Ask your students to dress in traditional outfits, whatever that may be, on the day of your classroom party. It could be traditional garb or it could be anything from dressing up, to dressing in Pajamas, to wearing an ugly Christmas sweat if that’s what that child’s family does. Anything to make them feel included and seen is the key.

Step 4: Play Games!

Find books on each holiday/religious observance that your students share with you and bring them into the classroom. Split your students up into even groups to read the book about a specific holiday. Then have them share some fun facts they learned with the rest of the class.

You can even incorporate fun games to help them about the different cultures through play.

For example, you could play Schokolade Essen, a German party game that means “chocolate eating” (yay Chocolate!!) or bring in a Pinata to hang in the classroom (OR BOTH!)*. We found a great article from Little Pim on how you can incorporate these games into your holiday festivities and a fantastic YouTube video from Tea Time with Tammie that breaks down how to play Schokolade Essen.

Step 5: Give Back!

December isn’t the only time of year to give gifts, but it’s a great place to get the ball rolling and encourage your students to give back all year round.

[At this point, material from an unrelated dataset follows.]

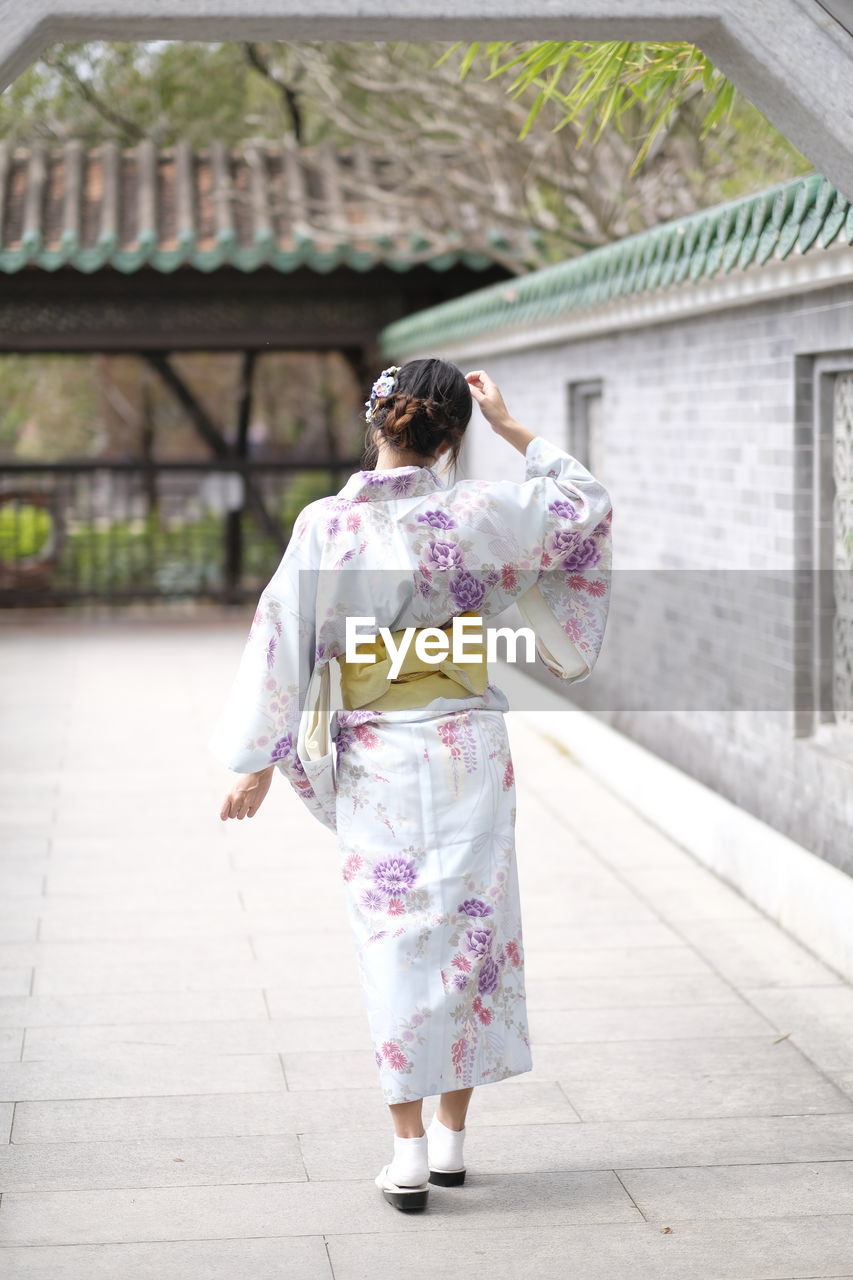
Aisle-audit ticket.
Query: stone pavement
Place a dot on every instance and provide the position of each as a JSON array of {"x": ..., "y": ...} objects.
[{"x": 186, "y": 1078}]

Use the season as a way to teach your students how important it is to think of others by helping them create things for those in need.

For instance, you can collect items for care packages to send to service members overseas through an organization like Soldier’s Angels. Send each student home with a list of items service members would need like:

  • Snacks
  • Sunblock
  • Toiletries
  • Socks
  • First Aid Kit
  • Magazines/Books
  • Travel Games
  • Notebooks and Pens

Then, ask them to bring in a shoe box to school. During your holiday party, create an assembly line where each child can decorate their shoe box and then put the supplies inside. Encourage them to create drawings or art work, even thank you notes, to put in their care package. You can then collect all the boxes and ship them to Soldier’s Angels to send off to deployed soldiers, veterans, caregivers, and families of service members in the US.

Step 6: Go with the Flow

You’ve done all you can, now let the children in your care enjoy. You may find that some may not even want to celebrate a holiday (maybe they don’t celebrate anything at home) and that’s ok too! The magic of inclusivity is respecting every ethnicity and religious observance or lack thereof.

Once party supplies, gifts and games are put away, sit back and relax during your much needed Winter Vacation.

Happy Holidays from all of us at Miniland!